Research over several years has shown that when instructors give students more opportunities to participate in class they will. Sadly, and especially in large survey courses, it is often difficult to embolden all students to participate.  LectureTools (http://www.lecturetools.com) is an advanced student response system that was created specifically to teach introductory courses in atmospheric sciences. However its pedagogical value has propelled it to be used on hundreds of campuses in many disciplines worldwide. 
An image-based question that challenged students to indicate where they would expect winds from the south

With LectureTools students can:

  1. Type notes synchronized with the lecture slides;
  2. Answer questions posed by the instructor
  3. Self-assess understanding and indicate when they are confused
  4. Pose questions to the instructor and view responses;
  5. Draw on the instructor’s lecture slides; and
  6. Print lecture slides and notes for off-line review.

LectureTools enables the instructor to ask a wide range of question types including multiple choice, reorder list, free response, numerical and image-based questions, excellent for testing students understanding of graphs and weather maps. 

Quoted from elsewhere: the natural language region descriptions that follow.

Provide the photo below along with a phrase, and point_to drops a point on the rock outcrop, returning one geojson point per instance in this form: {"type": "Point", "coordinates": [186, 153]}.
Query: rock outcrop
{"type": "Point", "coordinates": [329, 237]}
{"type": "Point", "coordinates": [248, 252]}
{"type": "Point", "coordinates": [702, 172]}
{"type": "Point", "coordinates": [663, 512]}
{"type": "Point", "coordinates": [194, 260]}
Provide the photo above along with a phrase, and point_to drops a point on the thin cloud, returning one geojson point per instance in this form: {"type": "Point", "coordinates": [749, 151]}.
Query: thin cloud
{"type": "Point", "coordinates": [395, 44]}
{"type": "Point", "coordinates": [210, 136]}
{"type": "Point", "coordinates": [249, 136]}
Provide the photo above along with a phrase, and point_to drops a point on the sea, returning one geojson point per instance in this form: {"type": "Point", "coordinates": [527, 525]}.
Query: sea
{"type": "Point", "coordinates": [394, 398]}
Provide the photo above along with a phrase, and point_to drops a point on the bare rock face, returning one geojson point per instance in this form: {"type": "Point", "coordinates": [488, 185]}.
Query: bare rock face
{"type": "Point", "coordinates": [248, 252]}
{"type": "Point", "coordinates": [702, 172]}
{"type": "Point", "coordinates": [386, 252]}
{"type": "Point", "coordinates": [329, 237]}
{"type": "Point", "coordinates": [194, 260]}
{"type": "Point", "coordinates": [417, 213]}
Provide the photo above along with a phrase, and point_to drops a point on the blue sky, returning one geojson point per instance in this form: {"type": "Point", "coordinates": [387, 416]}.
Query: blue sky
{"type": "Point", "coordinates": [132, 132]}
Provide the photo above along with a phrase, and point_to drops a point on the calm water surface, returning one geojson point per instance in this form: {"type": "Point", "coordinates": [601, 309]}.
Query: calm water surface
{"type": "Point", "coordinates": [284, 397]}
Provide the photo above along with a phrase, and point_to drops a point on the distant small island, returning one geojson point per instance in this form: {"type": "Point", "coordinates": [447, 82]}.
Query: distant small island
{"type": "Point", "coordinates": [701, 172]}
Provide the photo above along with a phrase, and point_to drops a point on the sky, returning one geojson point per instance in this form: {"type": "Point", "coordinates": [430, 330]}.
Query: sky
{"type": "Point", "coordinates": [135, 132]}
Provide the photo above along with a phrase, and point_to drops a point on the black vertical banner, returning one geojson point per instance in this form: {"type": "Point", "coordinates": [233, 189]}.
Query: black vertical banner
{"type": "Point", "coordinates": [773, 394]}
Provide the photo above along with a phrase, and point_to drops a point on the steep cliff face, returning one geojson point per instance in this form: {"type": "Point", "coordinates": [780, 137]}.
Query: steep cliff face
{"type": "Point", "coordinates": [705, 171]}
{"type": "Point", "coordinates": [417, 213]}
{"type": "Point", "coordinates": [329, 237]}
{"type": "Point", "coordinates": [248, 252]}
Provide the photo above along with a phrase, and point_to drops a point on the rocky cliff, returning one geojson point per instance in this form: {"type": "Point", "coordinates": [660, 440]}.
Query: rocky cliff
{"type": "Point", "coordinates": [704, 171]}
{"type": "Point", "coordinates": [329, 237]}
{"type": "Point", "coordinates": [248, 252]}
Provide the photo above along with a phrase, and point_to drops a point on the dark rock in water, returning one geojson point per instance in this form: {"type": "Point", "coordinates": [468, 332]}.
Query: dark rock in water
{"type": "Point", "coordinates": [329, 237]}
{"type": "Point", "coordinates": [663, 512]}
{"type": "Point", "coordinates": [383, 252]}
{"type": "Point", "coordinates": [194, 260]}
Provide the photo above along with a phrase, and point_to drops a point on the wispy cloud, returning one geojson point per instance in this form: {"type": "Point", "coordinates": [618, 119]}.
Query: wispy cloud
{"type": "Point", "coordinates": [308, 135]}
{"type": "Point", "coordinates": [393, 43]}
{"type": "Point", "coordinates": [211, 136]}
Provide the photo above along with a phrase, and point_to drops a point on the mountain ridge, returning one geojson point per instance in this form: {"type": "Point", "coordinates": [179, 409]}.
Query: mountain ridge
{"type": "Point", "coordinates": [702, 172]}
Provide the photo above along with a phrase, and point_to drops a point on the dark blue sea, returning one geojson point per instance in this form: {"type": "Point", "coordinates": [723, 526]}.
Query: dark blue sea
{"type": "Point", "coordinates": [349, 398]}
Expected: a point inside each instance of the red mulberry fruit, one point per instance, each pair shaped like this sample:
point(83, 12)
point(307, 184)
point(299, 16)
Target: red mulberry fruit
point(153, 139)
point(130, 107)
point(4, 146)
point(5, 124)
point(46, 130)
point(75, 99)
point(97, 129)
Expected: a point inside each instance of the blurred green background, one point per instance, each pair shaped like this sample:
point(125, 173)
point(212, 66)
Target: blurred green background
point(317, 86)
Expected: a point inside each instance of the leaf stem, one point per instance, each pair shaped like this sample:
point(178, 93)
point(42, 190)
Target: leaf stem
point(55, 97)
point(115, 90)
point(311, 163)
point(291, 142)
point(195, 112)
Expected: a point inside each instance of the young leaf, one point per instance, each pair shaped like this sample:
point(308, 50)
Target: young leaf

The instructor also is presented with rich data on student performance that can help identify non-participating students far earlier as well as feedback on which slides and topics caused the most confusion for students. 

Results of research over multiple years will be shown that challenges the common belief that if students are allowed to bring mobile devices to class they will be more distracted.  The research actually shows that tools like LectureTools will significantly increase both student engagement and attentiveness in survey courses because they offer new opportunities for the student to participate.  Women students, for example, report a reluctance to verbalize questions in a large class environment at the beginning of the semester but, because questions in LectureTools are answered in a way that the author is not identified, actually ask more questions over the semester than male students.

Participants are encouraged to bring mobile devices to this session to interact as students do in a typical class setting.